MEL, comme tout acteur majeur de l'économie, vous portez une responsabilité dans l'évolution de notre société. Il n'y a pas de changement sans abandon et d'abandon sans souffrance. Si nous sommes convaincus que la voie est la bonne, il ne reste qu'à compatir et accompagner les "abimés" de la mondialisation, par une "économie sociale de marché" et le développement du "commerce équitable" : le développement durable quoi !
Les centrales d'achat seraient moins sadiques si nous même clients n'étions pas client de celui qui sera le moins chers!
D'autre part les camemberts présentés montrent bien que les consommateurs se fournissent aussi bien dans les hypers que dans les autres types de distribution, donc je trouve expéditif de dire c'est la faute des hypers de la part des journalistes qui pourrait lire correctement leur source :-)

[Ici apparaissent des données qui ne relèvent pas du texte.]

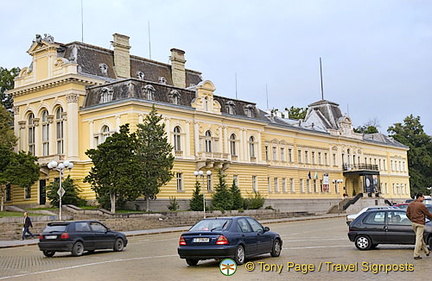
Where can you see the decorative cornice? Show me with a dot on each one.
(44, 85)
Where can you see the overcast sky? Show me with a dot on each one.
(377, 54)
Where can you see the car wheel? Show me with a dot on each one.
(77, 249)
(277, 248)
(363, 242)
(239, 255)
(118, 245)
(49, 253)
(192, 262)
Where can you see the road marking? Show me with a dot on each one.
(83, 265)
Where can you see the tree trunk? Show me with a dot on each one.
(112, 197)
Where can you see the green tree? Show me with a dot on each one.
(114, 168)
(7, 83)
(196, 203)
(221, 197)
(154, 157)
(22, 170)
(411, 134)
(71, 195)
(237, 199)
(296, 113)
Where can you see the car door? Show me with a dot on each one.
(83, 231)
(374, 226)
(265, 241)
(104, 239)
(249, 237)
(399, 229)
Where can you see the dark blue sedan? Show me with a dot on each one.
(228, 237)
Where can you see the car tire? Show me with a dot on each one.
(78, 249)
(239, 257)
(277, 248)
(363, 242)
(49, 253)
(118, 245)
(192, 262)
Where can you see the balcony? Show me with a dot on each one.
(359, 167)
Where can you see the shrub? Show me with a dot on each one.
(256, 201)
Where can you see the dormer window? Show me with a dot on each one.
(104, 69)
(230, 106)
(140, 75)
(174, 96)
(249, 109)
(149, 91)
(107, 95)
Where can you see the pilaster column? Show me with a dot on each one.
(72, 126)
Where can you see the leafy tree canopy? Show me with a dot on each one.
(114, 167)
(411, 134)
(154, 154)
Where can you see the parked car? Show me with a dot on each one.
(401, 206)
(79, 236)
(350, 218)
(228, 237)
(385, 226)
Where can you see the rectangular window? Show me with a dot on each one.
(179, 182)
(254, 184)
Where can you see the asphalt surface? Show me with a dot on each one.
(34, 241)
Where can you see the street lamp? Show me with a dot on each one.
(201, 174)
(60, 168)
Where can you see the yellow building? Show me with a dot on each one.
(73, 96)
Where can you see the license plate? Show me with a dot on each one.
(201, 240)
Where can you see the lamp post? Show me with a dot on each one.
(60, 168)
(201, 174)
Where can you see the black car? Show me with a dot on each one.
(79, 236)
(228, 237)
(390, 226)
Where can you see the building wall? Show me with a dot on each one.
(286, 161)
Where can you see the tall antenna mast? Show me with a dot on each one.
(267, 97)
(322, 85)
(236, 84)
(82, 23)
(149, 40)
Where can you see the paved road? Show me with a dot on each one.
(313, 250)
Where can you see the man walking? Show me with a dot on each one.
(417, 212)
(27, 225)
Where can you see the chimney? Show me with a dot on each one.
(121, 55)
(178, 68)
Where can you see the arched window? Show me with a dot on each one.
(177, 140)
(208, 145)
(59, 130)
(105, 133)
(31, 133)
(45, 133)
(252, 146)
(232, 145)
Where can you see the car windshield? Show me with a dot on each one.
(211, 225)
(55, 228)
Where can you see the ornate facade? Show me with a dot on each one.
(73, 96)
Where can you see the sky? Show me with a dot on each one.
(376, 54)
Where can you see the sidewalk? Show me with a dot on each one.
(34, 241)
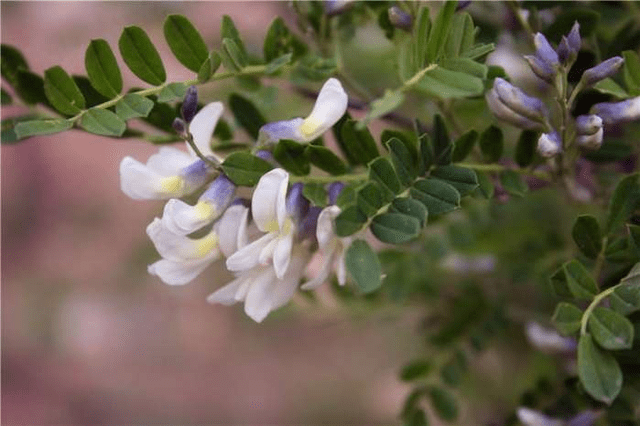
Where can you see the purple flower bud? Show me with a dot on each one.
(297, 204)
(541, 69)
(544, 51)
(617, 112)
(588, 124)
(179, 126)
(220, 193)
(593, 141)
(334, 191)
(399, 18)
(309, 223)
(549, 144)
(190, 104)
(515, 99)
(602, 70)
(502, 112)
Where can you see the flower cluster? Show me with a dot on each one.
(513, 106)
(267, 241)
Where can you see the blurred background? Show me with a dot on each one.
(88, 337)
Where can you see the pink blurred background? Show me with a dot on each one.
(89, 338)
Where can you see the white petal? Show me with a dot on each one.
(248, 256)
(178, 273)
(182, 219)
(257, 304)
(286, 129)
(179, 247)
(141, 183)
(230, 225)
(268, 199)
(324, 230)
(329, 108)
(203, 125)
(282, 254)
(170, 161)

Evidemment, en tant que distributeur et vu notre part de marché, j’assume complètement la responsabilité des impacts de mon métier sur la société. Il en est de positifs (je me bats pour qu’ils soient reconnus). Il en est de négatifs (et à moi, autant que faire se peut, de les compenser).
En l’occurrence, ma responsabilité c’est de favoriser, à conditions économiques acceptables, les produits fabriqués en France. C’est le système qu’ont mis en place nos acheteurs en créant une sorte de « first call » dont bénéficient, dans le jouet, l’ameublement ou le textile, les producteurs français. Encore faut-il que ceux-ci nous livrent. Comme ce ne fut pas le cas, notamment dans le textile, je n’accepte évidemment pas le rôle du « responsable » et j’entends bien, comme le rappelle Erosoft, ne pas être un bouc émissaire.
On ne peut décemment pas, Babylone, reprocher au consommateur son indifférence. A conditions d’achat égales, les clients préfèrent globalement acheter français. Toutes nos études le montrent. Mais si l’on a fait sauter les frontières et libéré les échanges, il n’y a aucune raison de culpabiliser les consommateurs et de les empêcher d’en profiter.
En revanche, l’abaissement des barrières douanières aurait dû être accompagné de mesures de soutien tant de la part des pouvoirs publics que des organismes interprofessionnels. C’est toute l’hypocrisie de la situation actuelle. Les organisations patronales crient au loup, sollicitent pouvoirs publics, commissions ou grande distribution, mais dans ce concert, oublient d’avoir à justifier le bilan critique de leur propre inaction. Quant aux pouvoirs publics, ils peuvent dire ce qu’ils veulent et pousser la chanson des « clauses de sauvegarde ». Ils n’ont absolument pas remis en cause le principe de l’ouverture des marchés. Pas la peine, dans ces conditions, de nous montrer du doigt.